Okinawa mon amour

C'est intéressant de voir les maîtres du monde réunis au Japon pour gérer la démocratie mondiale. Clinton vient avec sa fille Chelsea, il est gai, détendu, les négociations impossibles de Camp David n'ont pas l'air de le préoccuper beaucoup, il marche sans cesse sur un terrain de golf imaginaire, lève le bras, sourit, recommence, c'est l'été, tout va bien, on va de cocktail en cocktail. Tony Blair est son frère presque jumeau, souplesse et bonne humeur, dents plus apparentes, style étudiant prolongé, les Irlandais s'agitent, d'accord, mais le Japon, quel rêve. Schröder me paraît triste : qu'est-ce qui ne va pas ? Mauvaise digestion ? Soucis personnels ? C'est le seul à avoir l'air de se demander ce qu'il fait là, on l'oublierait presque. Mais le vrai clou du spectacle, la vedette incontestée, c'est Chirac. Le Japon lui va comme un gant, Paris est loin, Séguin et Tiberi aussi, le quinquennat, le référendum, le RPR, les socialistes, l'Europe. De l'air, nom de Dieu, de l'Asiatique, du sumo ! Ces gros bonzes qui se jettent les uns contre les autres après avoir répandu des poignées de sel, ce choc de buffles engraissés pour se cogner en un éclair, voilà du réel, du concret, du vrai. Bernadette est là, peut-être un peu sceptique, mais bon, son mari est heureux, il rayonne, il fait des jeux de mots pendant sa conférence de presse, ce n'est pas la mauvaise humeur de Poutine qui va l'impressionner. Poutine, lui aussi, est une vedette, mais d'un autre genre. Il est oblique, silencieux, pseudo-timide, très conscient d'être le parent pauvre et couvert de dettes invité chez les riches, il faut filer doux, menacer quand il faut, on peut vous faire des ennuis, savez-vous, n'oubliez pas que le Kremlin existe.
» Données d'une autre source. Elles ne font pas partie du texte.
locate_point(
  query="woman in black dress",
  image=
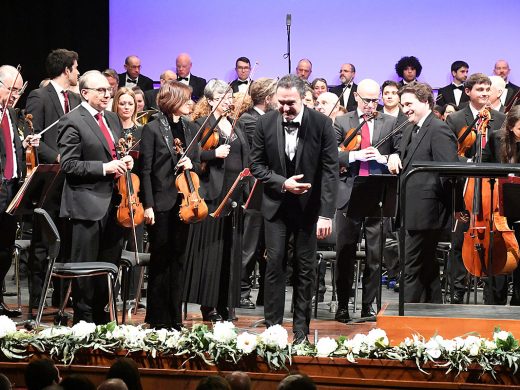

Il y a désormais un gris Poutine auquel il faut s'habituer. Allons, à table. Et puis après, il y aura un spectacle très couleur locale. Les spécialistes s'occuperont des questions à régler, ou plutôt des vagues promesses à faire. Silence, les pauvres, admirez la machinerie mondiale. Elle a des défauts, nous le savons, mais que faire d'autre ? Rien, n'est-ce pas ? Vous l'avez dit.